Triple tensor product with Tensorflow

问题

在Tensorflow 2中,您可以使用以下代码计算x' * A * y的点积:

import tensorflow as tf

# 假设您已经定义了矩阵 A, 向量 x, 和向量 y

result = tf.linalg.matmul(tf.transpose(x), tf.linalg.matmul(A, y))

这将给您一个标量结果,即x' * A * y的点积。

英文:

Suppose I have a matrix A and two vectors x,y, of appropriate dimensions. I want to compute the dot product x' * A * y, where x' denotes the transpose. This should result in a scalar.

Is there a convenient API function in Tensorflow to do this?

(Note that I am using Tensorflow 2).

答案1

得分: 5

Use tf.linalg.tensordot(). See the documentation

As you have mentioned in the question that you are trying to find dot product. In this case tf.matmul() will not work, as it is only for cross product of matrices.

Demo code snippet:

import tensorflow as tf

A = tf.constant([[1,4,6],[2,1,5],[3,2,4]])
x = tf.constant([3,2,7])
result = tf.linalg.tensordot(tf.transpose(x), A, axes=1)
result = tf.linalg.tensordot(result, x, axes=1)
print(result)

And the result will be

>>>tf.Tensor(532, shape=(), dtype=int32)

Few points I want to mention here:

  1. Don't forget the axes argument inside tf.linalg.tensordot()

  2. When you create tf.zeros(5) it will create a list of shape 5 and it will be like [0,0,0,0,0], when you transpose this it will give you the same list. But if you create it like tf.zeros((5,1)), it would be a vector of shape (5,1) and the result will be

    [
    [0],[0],[0],[0],[0]
    ]
    

Now you can transpose this, and the result will be different, but I recommend you do the code snippet I have mentioned. In case of dot product, you don't have to bother much about this.

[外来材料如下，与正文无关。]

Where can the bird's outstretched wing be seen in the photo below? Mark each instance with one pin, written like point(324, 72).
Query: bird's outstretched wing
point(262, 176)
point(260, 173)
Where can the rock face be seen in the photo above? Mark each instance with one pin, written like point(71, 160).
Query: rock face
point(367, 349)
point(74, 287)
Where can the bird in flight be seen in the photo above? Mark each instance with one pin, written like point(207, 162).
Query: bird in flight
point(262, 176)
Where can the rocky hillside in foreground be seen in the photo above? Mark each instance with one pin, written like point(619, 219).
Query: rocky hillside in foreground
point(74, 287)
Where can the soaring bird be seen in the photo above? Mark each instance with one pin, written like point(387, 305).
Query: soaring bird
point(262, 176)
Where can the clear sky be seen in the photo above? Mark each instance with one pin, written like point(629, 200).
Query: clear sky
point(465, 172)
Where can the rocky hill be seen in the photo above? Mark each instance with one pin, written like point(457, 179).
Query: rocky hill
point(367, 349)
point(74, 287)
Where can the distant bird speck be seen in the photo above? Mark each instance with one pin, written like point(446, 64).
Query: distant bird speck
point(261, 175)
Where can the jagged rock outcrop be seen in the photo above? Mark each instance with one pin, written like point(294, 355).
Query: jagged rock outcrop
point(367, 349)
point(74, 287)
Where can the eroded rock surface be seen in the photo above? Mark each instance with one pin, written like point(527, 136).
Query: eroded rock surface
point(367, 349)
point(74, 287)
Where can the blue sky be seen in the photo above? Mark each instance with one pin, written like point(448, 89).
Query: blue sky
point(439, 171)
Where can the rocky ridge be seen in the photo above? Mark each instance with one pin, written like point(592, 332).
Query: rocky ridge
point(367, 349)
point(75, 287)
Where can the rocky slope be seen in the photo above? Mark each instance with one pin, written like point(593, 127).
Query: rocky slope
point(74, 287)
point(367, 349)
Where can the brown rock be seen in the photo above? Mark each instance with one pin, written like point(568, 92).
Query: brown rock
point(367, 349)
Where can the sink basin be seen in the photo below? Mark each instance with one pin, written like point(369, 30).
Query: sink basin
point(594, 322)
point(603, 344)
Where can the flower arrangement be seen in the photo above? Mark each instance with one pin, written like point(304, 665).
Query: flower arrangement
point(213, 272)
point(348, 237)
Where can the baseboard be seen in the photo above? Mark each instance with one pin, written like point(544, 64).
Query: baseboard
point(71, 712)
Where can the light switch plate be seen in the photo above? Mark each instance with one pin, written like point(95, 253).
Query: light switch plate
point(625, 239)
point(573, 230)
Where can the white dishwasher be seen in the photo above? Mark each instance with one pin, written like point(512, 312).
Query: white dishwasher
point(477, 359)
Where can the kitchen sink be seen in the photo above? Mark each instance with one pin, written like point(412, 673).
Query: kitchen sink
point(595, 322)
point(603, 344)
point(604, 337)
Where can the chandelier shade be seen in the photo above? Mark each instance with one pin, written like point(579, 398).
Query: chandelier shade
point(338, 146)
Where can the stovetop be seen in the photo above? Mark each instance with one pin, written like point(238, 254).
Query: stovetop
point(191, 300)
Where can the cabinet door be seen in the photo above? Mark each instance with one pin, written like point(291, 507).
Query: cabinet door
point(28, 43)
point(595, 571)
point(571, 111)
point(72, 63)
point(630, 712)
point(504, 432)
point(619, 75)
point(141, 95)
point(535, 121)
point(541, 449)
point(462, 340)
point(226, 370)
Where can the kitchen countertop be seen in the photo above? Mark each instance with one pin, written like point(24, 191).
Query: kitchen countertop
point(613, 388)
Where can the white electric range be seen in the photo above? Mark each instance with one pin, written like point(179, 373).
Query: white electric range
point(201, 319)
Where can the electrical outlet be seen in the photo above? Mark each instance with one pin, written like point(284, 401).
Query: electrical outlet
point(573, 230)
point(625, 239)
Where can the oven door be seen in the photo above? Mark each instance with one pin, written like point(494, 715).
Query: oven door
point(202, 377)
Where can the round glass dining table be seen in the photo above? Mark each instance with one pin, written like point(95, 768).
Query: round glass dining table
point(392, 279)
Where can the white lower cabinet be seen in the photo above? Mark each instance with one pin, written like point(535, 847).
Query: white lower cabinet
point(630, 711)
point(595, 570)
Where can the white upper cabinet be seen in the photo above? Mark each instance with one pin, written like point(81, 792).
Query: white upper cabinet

If you are still facing issues, will be very happy to help you.

英文:

Use tf.linalg.tensordot(). See the documentation

As you have mentioned in the question that you are trying to find dot product. In this case tf.matmul() will not work, as it is only for cross product of metrices.

Demo code snippet

import tensorflow as tf

A = tf.constant([[1,4,6],[2,1,5],[3,2,4]])
x = tf.constant([3,2,7])
result = tf.linalg.tensordot(tf.transpose(x), A, axes=1)
result = tf.linalg.tensordot(result, x, axes=1)
print(result)

And the result will be

>>>tf.Tensor(532, shape=(), dtype=int32)

Few points I want to mention here

  1. Don't forget the axes argument inside tf.linalg.tensordot()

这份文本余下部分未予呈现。